Vote pro-AfD malgré la "remigration"
Pourtant, certains électeurs d'origine étrangère se disent prêts à voter pour l'AfD. Ce parti qui a popularisé le concept de "remigration" : des déportations de masse qu'il propose pour se débarrasser des étrangers.
Özgür Özvatan, sociologue politique de l'Université Humboldt de Berlin, a étudié le phénomène chez les électeurs d'origine turque et les Russes allemands.
"L'extrême-droite s'adresse d'abord au nationalisme des gens, analyse le chercheur, pour leur dire que ce n'est pas une mauvaise chose en soi d'être patriote. Une vidéo pro-Erdogan essaie de jouer sur les émotions des personnes d'origine turque.
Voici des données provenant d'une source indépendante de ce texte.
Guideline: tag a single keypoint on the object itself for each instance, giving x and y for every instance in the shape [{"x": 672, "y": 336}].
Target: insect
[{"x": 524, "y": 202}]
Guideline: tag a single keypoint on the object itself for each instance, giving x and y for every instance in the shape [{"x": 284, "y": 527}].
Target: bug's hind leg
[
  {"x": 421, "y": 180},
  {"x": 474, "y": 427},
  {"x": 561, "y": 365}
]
Pour les Russes allemands, on leur rappelle qu'ils ont dû abandonner leur langue pour apprendre au plus vite l'allemand, mais qu'ils restent invisibles alors qu'ils ont dû tout laisser derrière eux il y a 30 ans."
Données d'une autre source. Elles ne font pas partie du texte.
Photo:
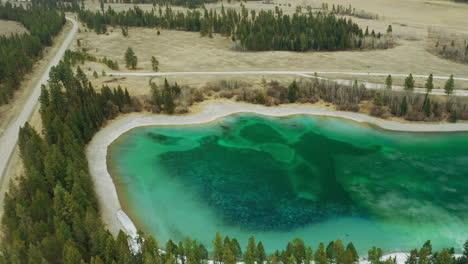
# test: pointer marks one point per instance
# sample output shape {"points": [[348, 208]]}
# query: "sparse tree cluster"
{"points": [[265, 30]]}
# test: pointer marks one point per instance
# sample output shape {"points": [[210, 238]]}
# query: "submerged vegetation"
{"points": [[51, 214], [19, 52], [356, 98], [265, 30]]}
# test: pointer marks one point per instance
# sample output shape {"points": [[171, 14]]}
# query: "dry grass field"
{"points": [[187, 51], [11, 27]]}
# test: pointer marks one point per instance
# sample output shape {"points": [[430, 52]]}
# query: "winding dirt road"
{"points": [[10, 137]]}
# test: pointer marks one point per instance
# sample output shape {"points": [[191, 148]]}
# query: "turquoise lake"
{"points": [[316, 178]]}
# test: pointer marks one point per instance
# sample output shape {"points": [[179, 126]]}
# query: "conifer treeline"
{"points": [[19, 52], [267, 30], [51, 215], [185, 3]]}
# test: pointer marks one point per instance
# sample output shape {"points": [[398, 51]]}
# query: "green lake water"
{"points": [[317, 178]]}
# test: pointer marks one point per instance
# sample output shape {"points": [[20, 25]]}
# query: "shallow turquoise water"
{"points": [[320, 179]]}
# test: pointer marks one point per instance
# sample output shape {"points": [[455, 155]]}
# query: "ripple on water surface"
{"points": [[320, 179]]}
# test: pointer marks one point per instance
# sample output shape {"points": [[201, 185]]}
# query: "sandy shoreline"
{"points": [[111, 211]]}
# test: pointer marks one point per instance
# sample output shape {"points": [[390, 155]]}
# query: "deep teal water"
{"points": [[320, 179]]}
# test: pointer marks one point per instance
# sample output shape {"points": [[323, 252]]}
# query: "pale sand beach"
{"points": [[111, 211]]}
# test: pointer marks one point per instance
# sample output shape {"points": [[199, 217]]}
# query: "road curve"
{"points": [[10, 137]]}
Le ciblage des électeurs potentiels
L'AfD essaie d'opposer les immigrés installés de longue date en Allemagne aux nouveaux arrivants. Elle s'adresse aux anciens pour mettre en valeur leurs efforts, le travail qu'ils ont fourni pour s'intégrer, contrairement aux nouveaux à qui l'Allemagne offrirait tout d'emblée. Cela est faux, mais ce genre de discours plaît. Alors, l'AfD n'hésite pas à investir dans des campagnes de communication, voire même à recourir à des influenceurs.
Özgür Özvatan explique que "l'AfD a appris à cibler des groupes particuliers sur les réseaux sociaux. Elle a bien cerné l'algorithme qui permet de diffuser en même temps des avis quasi contraires. Et l'avantage que cela présente pour les partis antidémocratiques, c'est que les contenus courts ou faux ont un plus fort potentiel viral."
Les premiers résultats des votes en Thuringe et en Saxe seront disponibles dès dimanche soir.
Les élections régionales qui pourraient marquer encore une amélioration du score de l'AfD sont celles prévues le 22 septembre dans le Brandebourg.